Monday, October 20, 2008

Crisis at the Penny Arcade

My new look

Today I was standing in a Commerce Bank wearing black spandex, a green Old Navy hoodie, a brown puffy coat and sunglasses pouring mounds of coins from a Mango bag into the Penny Arcade and salivating as the machine kept on counting. Perry was standing next to me wearing his hooded fur coat eating a free treat that they give away to dogs at Commerce. I then took my receipt up to the front, cashed it $134, deposited a check from December 2007 for $75 that a co-worker had given to me to pitch in for our secretary's Christmas present from last year that I had completely forgotten about but that the Oprah people had unearthed, and asked the teller why Commerce was letting Capital One steal all their old locations in New York and only keeping their extremely inconvenient locations open and also why they charged me $40 to get new checks to pay other people with from the bank where my money already is.

As I walked out of there, for a brief moment, I saw myself as others (potentially) see me: unemployed, wearing mismatched exercise clothing, cashing checks from 10 years ago, scrounging around for change like some bag lady, walking with a bizarre and perfectly groomed dog in a coat, asking rhetorical questions about bank closures and most importantly acting as if this was all completely normal.

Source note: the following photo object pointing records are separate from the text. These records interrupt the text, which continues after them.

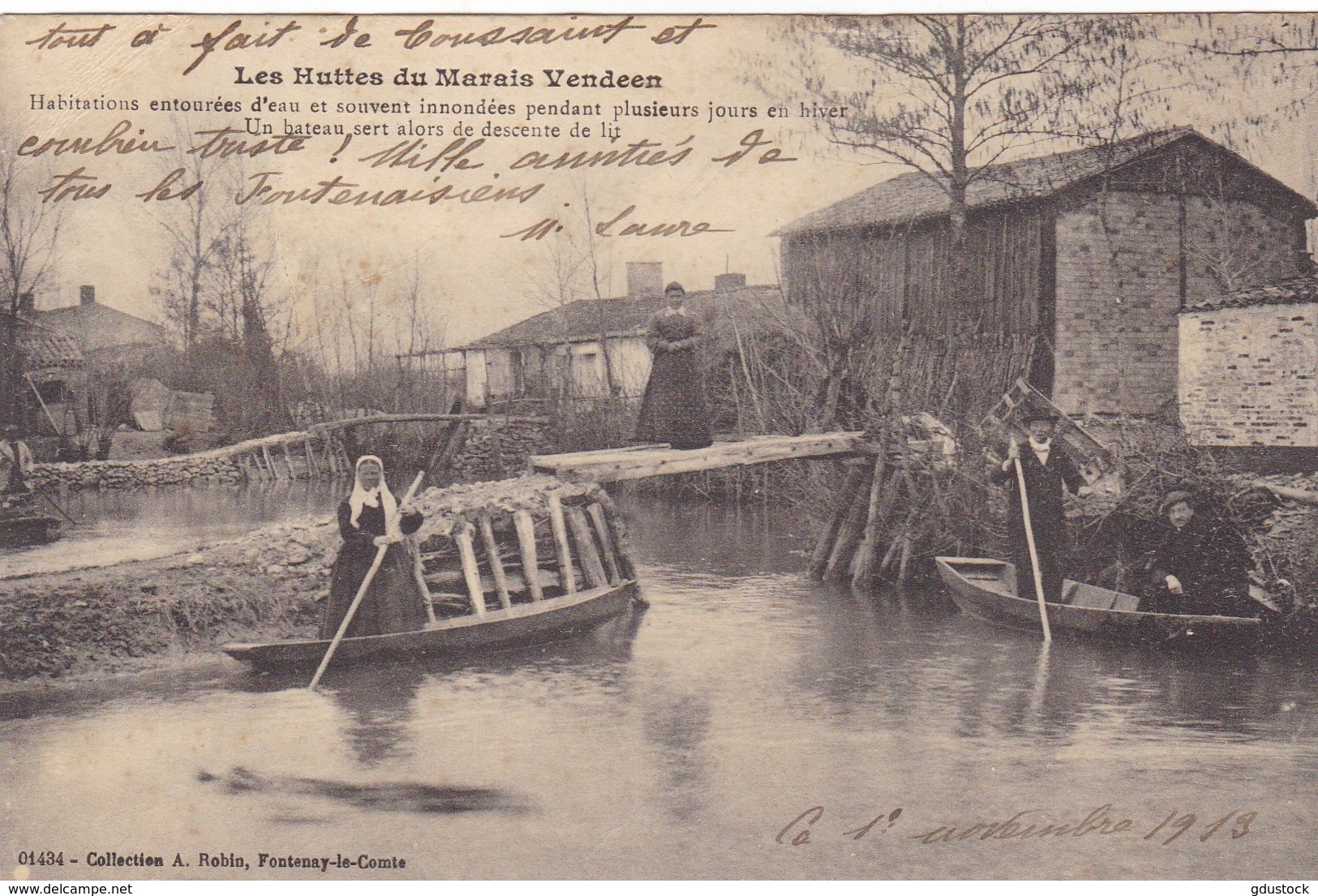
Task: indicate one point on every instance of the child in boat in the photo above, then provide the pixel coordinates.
(1201, 564)
(369, 520)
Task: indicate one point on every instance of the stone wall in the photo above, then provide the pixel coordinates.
(137, 474)
(517, 442)
(1121, 288)
(1250, 375)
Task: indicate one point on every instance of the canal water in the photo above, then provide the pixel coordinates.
(749, 723)
(109, 525)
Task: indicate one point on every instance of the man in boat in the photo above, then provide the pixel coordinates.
(1047, 469)
(371, 520)
(1201, 564)
(15, 469)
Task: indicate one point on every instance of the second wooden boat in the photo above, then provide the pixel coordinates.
(986, 589)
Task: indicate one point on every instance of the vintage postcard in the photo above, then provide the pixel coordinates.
(658, 447)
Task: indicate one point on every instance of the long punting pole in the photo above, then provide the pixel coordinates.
(362, 594)
(1033, 551)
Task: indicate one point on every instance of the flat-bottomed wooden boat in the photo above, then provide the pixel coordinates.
(530, 575)
(522, 624)
(986, 589)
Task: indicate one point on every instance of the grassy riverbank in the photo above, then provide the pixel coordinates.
(141, 615)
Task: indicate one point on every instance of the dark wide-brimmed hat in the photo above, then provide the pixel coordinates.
(1174, 499)
(1031, 414)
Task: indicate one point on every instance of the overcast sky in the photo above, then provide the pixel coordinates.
(474, 277)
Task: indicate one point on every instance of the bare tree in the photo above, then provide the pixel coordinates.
(951, 95)
(29, 244)
(196, 229)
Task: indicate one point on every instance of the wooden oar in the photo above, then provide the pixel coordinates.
(362, 594)
(1033, 551)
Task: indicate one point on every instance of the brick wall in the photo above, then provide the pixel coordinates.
(1118, 294)
(1119, 289)
(1250, 375)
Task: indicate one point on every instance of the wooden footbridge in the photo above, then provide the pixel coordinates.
(642, 461)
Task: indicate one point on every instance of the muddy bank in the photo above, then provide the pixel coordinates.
(141, 615)
(263, 586)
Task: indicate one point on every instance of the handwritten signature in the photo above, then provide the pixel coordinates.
(1102, 821)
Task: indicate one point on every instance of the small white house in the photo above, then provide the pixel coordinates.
(590, 348)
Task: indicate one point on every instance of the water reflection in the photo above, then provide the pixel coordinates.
(679, 741)
(143, 523)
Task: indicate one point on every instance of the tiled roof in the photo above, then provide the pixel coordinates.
(1297, 290)
(590, 319)
(912, 196)
(44, 348)
(98, 327)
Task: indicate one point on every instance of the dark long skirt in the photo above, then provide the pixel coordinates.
(392, 604)
(674, 405)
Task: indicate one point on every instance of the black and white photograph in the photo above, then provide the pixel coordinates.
(658, 447)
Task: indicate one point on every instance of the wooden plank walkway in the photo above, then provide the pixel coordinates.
(616, 464)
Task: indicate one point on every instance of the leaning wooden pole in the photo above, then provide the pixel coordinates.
(525, 527)
(358, 596)
(864, 564)
(560, 543)
(496, 562)
(882, 489)
(824, 547)
(849, 534)
(1033, 551)
(470, 572)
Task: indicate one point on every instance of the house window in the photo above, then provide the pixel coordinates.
(517, 389)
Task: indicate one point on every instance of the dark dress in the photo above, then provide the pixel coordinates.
(1212, 563)
(393, 602)
(674, 405)
(1044, 485)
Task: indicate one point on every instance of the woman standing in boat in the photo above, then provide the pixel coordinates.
(1048, 470)
(369, 520)
(15, 468)
(674, 405)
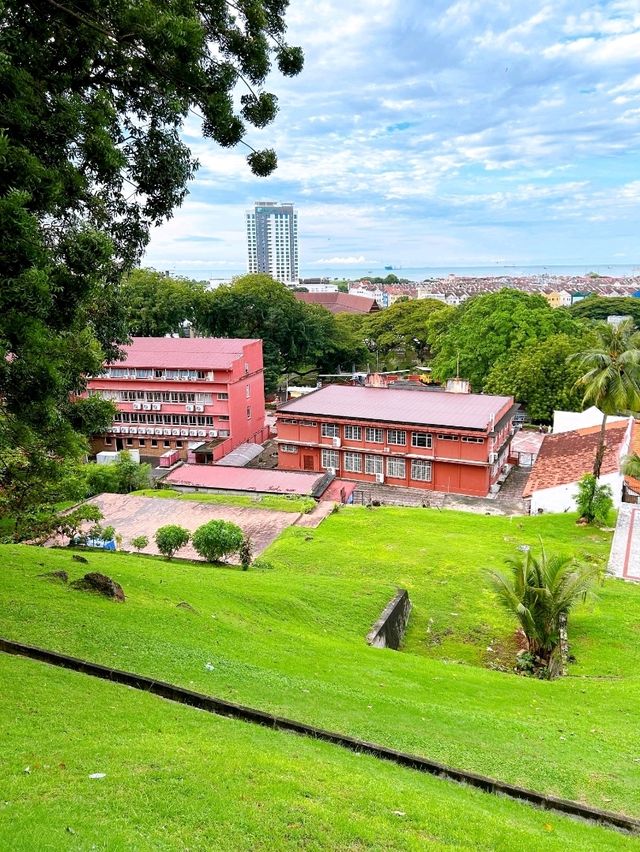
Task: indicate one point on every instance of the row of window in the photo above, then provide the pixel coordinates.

I'm just writing this to let you know that I realize that none of the above is in any way acceptable and now that I finally recognize this I will make the necessary changes or, if easier, just proceed with my back up plan which involves going directly to Bellevue and recommending to the staff that I be institutionalized with no possibility of release.

1 comment:

G Wolf said...

Hey it could be worse...you could have Tara Reid's boob job.